Maybe the answer is, "I'm doing it for the financial security for my family." That's a strong, value-driven why. But perhaps the answer is, "I'm doing it because I'd feel like a failure if I said no." That's a weak why, built on fear and external validation.
This question doesn't give you the answer but forces a clarity that simple pros-and-cons lists can't. It filters out the noise of expectations so you can hear the signal of your own intention.
Let Your 'Why' Be Your Compass
The power of "Why do you do it?" isn't just stopping a bad decision but pointing you toward good ones. But to do that, it needs a direction. It needs to know what matters to you.
For me, this question is the check-in. It's the moment I measure my actions against what I truly care about; things like integrity, kindness, and creating lasting things. If my "why" feels misaligned with those core values, I know I'm off course.
But what if you're still figuring out what you value? That's more than okay. In fact, that's the entire point. Asking "Why do you do it?" is how you discover your compass. Every time you pause to answer it honestly, you learn a little more about what drives you versus what you think should drive you.
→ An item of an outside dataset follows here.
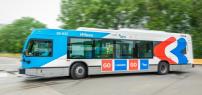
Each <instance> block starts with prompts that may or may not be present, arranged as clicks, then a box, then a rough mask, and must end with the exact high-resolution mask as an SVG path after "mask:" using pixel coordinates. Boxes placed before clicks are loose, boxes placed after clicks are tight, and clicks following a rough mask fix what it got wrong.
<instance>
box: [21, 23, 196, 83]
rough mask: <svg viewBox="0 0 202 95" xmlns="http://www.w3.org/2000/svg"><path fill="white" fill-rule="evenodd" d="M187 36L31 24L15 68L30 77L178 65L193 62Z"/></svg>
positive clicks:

The cigarette incident wasn't just about smoking; it was a lesson in peer pressure versus self-respect. A stressful work project becomes a question of ambition versus burnout. Whether strong or weak, each answer adds a data point, slowly drawing the map of who you are and who you want to be.
So you don't need the whole map drawn to start. You need to keep asking the question. Every time you ask, "Why do you do it?" you take one more step toward your chosen direction.
Bringing It All Together

We often search for the "next" complex framework or life-changing app, believing the answer must be something new. But the most powerful tools are usually the simplest, and sometimes, passed down with love.
I don't have a complex system to sell you. I just have my father's question. It's the one that pulled a 15-year-old boy back from a pointless puff of smoke and now guides a grown man through life and work.
It's a question asked with devotion, challenge, and a heavy Italian accent that I still hear.
So the next time you feel the pull of impulse, the weight of expectation, or the fog of indecision, you don't need to look for a new solution. Just pause, and ask yourself the same question my father asked me, complete with his Italian accent:
"Why you do it?" (Feel free to include the hand gestures, they're mandatory in my family.)
Then wait for the honest answer. That's where you'll find your way forward.
Stay curious. Stay honest. And always ask yourself why you do it.